22 septembre 2018

The Pretty Things - S.F. Sorrow (1968)

Et un Graal, un. En 1968, les Pretty Things ne sont déjà plus des perdreaux même s'ils n'ont que 24 ans de moyenne d'âge. Déjà quelques albums au compteur comme tous leurs congénères. Adoubés et établis pour leur savoir-faire en rythm and blues rauque et puissant dans la lignée des Stones, ils débarquent en 1964 avec des hits furieux ("Rosalyn", "Midnight to six man") et de l'avis général, surpassent tout le monde en sauvagerie mal peignée, brutalité lad sur scène : plus bruyants que les Who, plus chaotiques que les Kinks, on ne voit guère que les Move pour leur disputer plus tard le titre de titre de groupe le plus dangereux du British Beat. Et à la rigueur, leurs indomptables et magnifiques cousins des Pays-Bas, les Outsiders.


Fauchés, garnements, plus respectés que réellement fers de lance d'un mouvement auxquels ils appartiennent légitimement, le groupe du chanteur (souriez, vous êtes) Phil May et de son acolyte au bouc inhabituel Dick Taylor (de la première mouture des Stones) sont ce binôme signataire de tant de perles pop. Le virage baroque arrive comme pour les copains avec Emotions, album maudit, renié et pourtant essentiel dans la décennie triomphante du rock anglais.

Pour sa cohésion, sa maîtrise de bout en bout, le public et l'histoire préfèrent retenir cette singulière histoire d'un jeune worker désargenté, Sebastian F Sorrow que les Pretties mettent en musique dès la fin 67. Comment leur donner tort ? Là où les Beatles pourtant débordants d'idées commencent à s'embourber sous des tonnes d'arrangements et d'effets de production, les enfants terribles de la pop anglaise les battent sur leur propre terrain, proposant 13 vignettes en 40 minutes chrono, d'une rare finesse.

L'un des premiers concept-albums de l'histoire britannique, S;F Sorrow est probablement le meilleur par sa concision, la perfection de ses thèmes, la classe de son interprétation ; c'est un produit Abbey Road, enregistré en même temps que Sergent Pepper... ou The Piper Gates Of Dawn.

Le duo May / Taylor accompagné de ses fidèles serviteurs John Povey et Wally Waller s'enrichit en cours de séances du batteur fou Twink, figure de la pop made in Albion qui vient de quitter Tomorrow et collaborera juste après ..Sorrow avec les Pink Fairies.

Conçu comme un voyage bipolaire dans une psyché d'abord insouciante puis tourmentée, S.F Sorrow est une ode aux mythiques faces A et B. Phil May se révèle lumineux, caressant lorsqu'il fait prendre à son personnage son envol sur des tapis de sitar et de guitares à l'envers ("S.F Sorrow is born", "Bracelets of fingers", "She says good morning"). L'horizon s'obscurcit dès les titres enchâssés suivants ("Private sorrow", "Balloon Burning" et "Death") qui voient le jeune Sorrow subir les affres de la conscription après les vertes années.

Arrive l'incontournable "Baron Saturday", dans lequel Phil May incarne avec sa voix de chat écorché un Lennon plus vrai que nature.
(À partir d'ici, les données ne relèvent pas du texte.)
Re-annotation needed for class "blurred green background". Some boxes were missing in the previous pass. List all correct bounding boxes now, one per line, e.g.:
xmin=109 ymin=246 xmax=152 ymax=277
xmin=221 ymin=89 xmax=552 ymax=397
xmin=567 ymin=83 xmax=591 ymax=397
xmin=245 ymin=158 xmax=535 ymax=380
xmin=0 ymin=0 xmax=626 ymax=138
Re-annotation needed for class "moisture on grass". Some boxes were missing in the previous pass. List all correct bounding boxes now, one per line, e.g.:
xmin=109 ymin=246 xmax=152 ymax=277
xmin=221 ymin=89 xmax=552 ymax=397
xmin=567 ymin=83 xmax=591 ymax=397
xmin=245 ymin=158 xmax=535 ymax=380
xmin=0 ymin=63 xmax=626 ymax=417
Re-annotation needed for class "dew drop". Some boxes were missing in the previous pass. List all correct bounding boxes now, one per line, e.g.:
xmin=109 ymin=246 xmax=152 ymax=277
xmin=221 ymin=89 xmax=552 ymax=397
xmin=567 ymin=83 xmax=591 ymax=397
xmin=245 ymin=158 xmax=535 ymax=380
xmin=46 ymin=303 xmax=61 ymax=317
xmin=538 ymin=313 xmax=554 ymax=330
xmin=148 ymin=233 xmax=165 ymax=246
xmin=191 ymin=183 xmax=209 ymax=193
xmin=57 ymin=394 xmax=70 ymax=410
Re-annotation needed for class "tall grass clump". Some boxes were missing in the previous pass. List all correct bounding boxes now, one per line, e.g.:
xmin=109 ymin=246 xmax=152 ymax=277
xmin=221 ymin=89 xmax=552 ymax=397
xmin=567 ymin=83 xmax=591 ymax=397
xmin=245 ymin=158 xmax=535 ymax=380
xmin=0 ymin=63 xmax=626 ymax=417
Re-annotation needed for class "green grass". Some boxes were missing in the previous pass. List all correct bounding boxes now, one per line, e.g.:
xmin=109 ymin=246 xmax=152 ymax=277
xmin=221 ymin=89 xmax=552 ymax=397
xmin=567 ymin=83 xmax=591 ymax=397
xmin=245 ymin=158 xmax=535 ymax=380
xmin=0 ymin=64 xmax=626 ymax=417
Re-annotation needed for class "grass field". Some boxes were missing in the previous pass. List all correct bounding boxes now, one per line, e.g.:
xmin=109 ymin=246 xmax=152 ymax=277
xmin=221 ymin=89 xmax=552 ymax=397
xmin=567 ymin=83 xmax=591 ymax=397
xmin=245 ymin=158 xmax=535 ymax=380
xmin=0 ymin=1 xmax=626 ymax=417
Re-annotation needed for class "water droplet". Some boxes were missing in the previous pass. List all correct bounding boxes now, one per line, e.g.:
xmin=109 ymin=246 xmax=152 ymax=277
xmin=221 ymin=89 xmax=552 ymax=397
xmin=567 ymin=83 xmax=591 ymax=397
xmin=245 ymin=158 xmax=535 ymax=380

Cette figure essentielle de l'imagerie haïtienne devient prétexte à des morceaux remuants et réellement habités avec comme point d'orgue le magnifique "I see you". Véritable morceau de bravoure du chanteur-leader, ce titre en forme de jeu de miroir flippé entre Sorrow et son double demeurera l'un des classiques du groupe toutes époques confondues.

Jusqu'au tendre et mélancolique "Loneliest person" des plus poignants, on cherche en vain la faute de goût, le maillon faible de ce disque majeur. Il n'y en a pas.

En bref : très grand disque de l'époque dorée de la pop anglaise. Signé par l'un de ses groupes phares dont le legs n'est pas toujours reconnu. Les connaisseurs eux, savent.





https://www.youtube.com/watch?v=AZyNaqg27dA
https://www.youtube.com/watch?v=jQPi9jdouSs

2 Comments:

HIPHOP said...

du coup je l'ai réécouté (mais il me semble que tu as déjà chroniqué ce disque, ou alors c'est moi qui suis sous substance...)
c'est vrai c'est beau, et pourtant je suis pas un aficionado de la pop
à part les beatles, les zombies, et les groupes de pop expérimentale japonais, j'y connais rien,
J

Nickx said...

Non non, je ne l'avais jamais chroniqué même si comme tant d'autres albums, je l'avais "sous le coude" depuis des années.
Déjà les Beatles, les Zombies, les Pretty Things et pour peu que tu ajoutes la sainte trinité Kinks / Who / Beach Boys, tu es bon mon Jéjé.
C'est parfois mieux qu'un énième bootleg de Napalm Death ou de Massacra.